즉, Positive Pair인 경우 Cosine Similarity를 최대화 하고, Negative Pair인 경우 Cosine Similarity를 0으로서 만드는 Contrastive Loss를 Encoder Output($z_1, z_2$)에 적용하는 것 이다.

Connecting to mutual information Notation

$x \text{~} p(v_1, v_2) = p_d(\cdot)= \{v_1^i, v_2^i\}$: Positive Pair로서 Joint Data Distribution이 존재한다.
$y \text{~} p(v_1)p(v_2) = p_n(\cdot) = \{v_1^i, v_2^j\} \text{ .s.t. }i\neq j$: Noise Distribution -> Negative Sample로서 서로 상관없는 Independent한 DataDistribution이다.
$S = \{x, y_1, y_2, \cdots, y_k\}$: K개의 Negative Sample있는 경우의 수
$h_{\theta}^{*}(\{v_1, v_2\})$: Optimal Score Function

만약, Optimal Probability for the loss p(pos=0|S)는 다음과 같이 표현할 수 있다.

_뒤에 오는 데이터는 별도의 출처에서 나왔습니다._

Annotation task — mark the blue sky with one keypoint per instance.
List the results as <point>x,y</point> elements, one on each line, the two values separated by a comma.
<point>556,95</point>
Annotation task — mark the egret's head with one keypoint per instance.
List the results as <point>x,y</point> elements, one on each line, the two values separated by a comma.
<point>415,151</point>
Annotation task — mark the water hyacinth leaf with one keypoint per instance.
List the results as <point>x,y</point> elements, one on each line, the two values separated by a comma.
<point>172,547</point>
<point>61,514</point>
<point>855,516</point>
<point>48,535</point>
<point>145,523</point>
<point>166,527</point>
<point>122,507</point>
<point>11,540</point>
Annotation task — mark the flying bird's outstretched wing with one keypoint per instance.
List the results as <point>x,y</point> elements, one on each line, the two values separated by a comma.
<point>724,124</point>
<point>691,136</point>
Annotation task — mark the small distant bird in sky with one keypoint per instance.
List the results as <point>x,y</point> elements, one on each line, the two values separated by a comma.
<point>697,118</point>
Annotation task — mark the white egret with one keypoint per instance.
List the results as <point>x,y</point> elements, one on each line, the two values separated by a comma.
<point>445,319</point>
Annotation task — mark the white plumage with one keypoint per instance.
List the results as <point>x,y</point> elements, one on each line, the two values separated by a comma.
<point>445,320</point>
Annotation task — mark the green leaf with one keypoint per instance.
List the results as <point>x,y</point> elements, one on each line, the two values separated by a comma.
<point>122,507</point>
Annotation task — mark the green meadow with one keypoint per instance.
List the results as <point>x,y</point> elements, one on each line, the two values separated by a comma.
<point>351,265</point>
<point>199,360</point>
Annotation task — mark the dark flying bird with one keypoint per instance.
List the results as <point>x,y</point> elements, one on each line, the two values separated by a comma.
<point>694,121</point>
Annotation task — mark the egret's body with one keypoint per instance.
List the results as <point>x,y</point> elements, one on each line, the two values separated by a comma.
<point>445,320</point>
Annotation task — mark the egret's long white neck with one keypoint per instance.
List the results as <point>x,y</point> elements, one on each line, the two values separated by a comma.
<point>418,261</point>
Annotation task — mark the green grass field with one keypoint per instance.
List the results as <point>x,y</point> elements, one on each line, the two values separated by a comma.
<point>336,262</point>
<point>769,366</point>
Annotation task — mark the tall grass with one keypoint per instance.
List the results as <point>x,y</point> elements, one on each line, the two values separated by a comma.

$$p(pos=0|S) = (v_1^0, v_2^0)가 Positive일 확률 * \sum_{j=1}^k (v_1^j, v_2^j)가 Negative일 확률$$

$$= \frac{p_d(v_1^0, v_2^0) \prod_{i=1}^k p_n (v_1^i, v_2^i)}{\sum_{j=1}^k p_d(v_1^j, v_2^h) \prod_{i \neq j} p_n (v_1^i, v_2^i)}$$

$$= \frac{p(v_1^0, v_2^0) \prod_{i=1}^k p (v_1^i) p(v_2^i)}{\sum_{j=1}^k p(v_1^j, v_2^h) \prod_{i \neq j} p(v_1^i) p(v_2^i)}$$

$$= \frac{\frac{p(v_1^0, v_2^0)}{p(v_1^0)p(v_2)^0}}{\sum_{j=0}^k \frac{p(v_1^k, v_2^k)}{p(v_1^k)p(v_2^k)}}$$

$$\approx \frac{p(v_1, v_2)}{p(v_1)p(v_2)}$$

$$(v_1, v_2) \rightarrow (z_1, z_2)$$

$$h^{*}(\{z_1, z_2\}) \approx \frac{p(z_1, z_2)}{p(z_1)p(z_2)}$$

위와같이 변형한 식을 Contrastive Learning with Two Views에 대입하여 Optimal한 $L_{contrast}^{opt}$를 구하면 다음과 같다.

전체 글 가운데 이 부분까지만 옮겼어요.